A floating dam in Russia to stop diesel pollution, June 10, 2020. - IRINA Yarinskaya / AFP

Three men were arrested after massive diesel pollution spilled into an Arctic river in Russia, including contaminating a freshwater lake. They are three leaders of the thermal power plant from which the fuel leak came, said the Russian investigation committee on Wednesday. They face up to five years in prison.

The head of the company - a subsidiary of the large Russian mining group Norilsk Nickel - Pavel Smirnov, the main engineer Alexei Stepanov and his deputy Yuri Kuznetsov have been arrested, the committee said in a statement. They are accused of having continued to use the fuel tank in question without carrying out the repairs which were necessary in 2018.

The tank continued to be used

“Despite the state of emergency, the tank (…) continued to be used in violation of safety rules. As a result, an accident has occurred, "said the investigation committee, which must now decide whether the three men will be held in pre-trial detention for an extended period. In a statement sent to the Russian agency Ria Novosti, Norilsk Nickel condemned measures "unreasonably severe".

"The leaders of the (electro-thermal) power stations are cooperating with the police and they would be much more useful at the scene" of the accident, said Nikolai Outkin, vice-president of Norilsk Nickel, in this release.

21,000 tonnes of fuel in the wild

On May 29, 21,000 tonnes of fuel from the tank of a thermal power plant spilled into the Ambarnaïa River and surrounding land.
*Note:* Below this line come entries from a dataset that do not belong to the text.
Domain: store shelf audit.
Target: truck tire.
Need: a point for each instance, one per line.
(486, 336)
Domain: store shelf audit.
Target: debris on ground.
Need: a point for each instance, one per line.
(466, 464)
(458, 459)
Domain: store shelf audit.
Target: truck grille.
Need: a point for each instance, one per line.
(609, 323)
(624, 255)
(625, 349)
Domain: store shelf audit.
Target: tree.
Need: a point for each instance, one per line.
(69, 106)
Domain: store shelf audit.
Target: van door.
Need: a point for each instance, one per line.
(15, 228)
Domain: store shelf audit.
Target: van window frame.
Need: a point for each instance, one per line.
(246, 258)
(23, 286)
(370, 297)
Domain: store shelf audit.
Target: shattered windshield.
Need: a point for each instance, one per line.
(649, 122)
Pollution has since reached Lake Piassino, a 70 km long freshwater reservoir.

The group's board of directors was due to meet on Wednesday to discuss the accident, its press service confirmed to AFP. Tuesday evening, during a conference call with investors, group officials argued that the accident was due to the thawing of permafrost - or permafrost - consequence of global warming, which would have caused the pillars supporting the tank to collapse.
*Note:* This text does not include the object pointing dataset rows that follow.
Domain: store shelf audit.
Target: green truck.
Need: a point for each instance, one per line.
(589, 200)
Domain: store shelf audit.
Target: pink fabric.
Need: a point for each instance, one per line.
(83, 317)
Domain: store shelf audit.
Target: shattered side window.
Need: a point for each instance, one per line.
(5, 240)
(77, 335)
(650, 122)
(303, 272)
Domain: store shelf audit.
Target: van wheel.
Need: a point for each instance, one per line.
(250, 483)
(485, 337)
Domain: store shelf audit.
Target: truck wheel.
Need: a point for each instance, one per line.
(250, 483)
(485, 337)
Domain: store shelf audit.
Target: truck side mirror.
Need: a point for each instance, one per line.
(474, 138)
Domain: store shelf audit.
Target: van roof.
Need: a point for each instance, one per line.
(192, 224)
The tank in question, built in 1985, had been repaired in "2017-2018" and inspected in 2018, said the group, saying that "all recommendations" made following this inspection had been "followed and monitored". Norilsk Nickel officials admitted on Tuesday that the state of permafrost has not been monitored so far, and that a full audit of its infrastructure will be carried out. The accident is considered by environmental organizations and the authorities to be the worst oil accident in the Russian Arctic.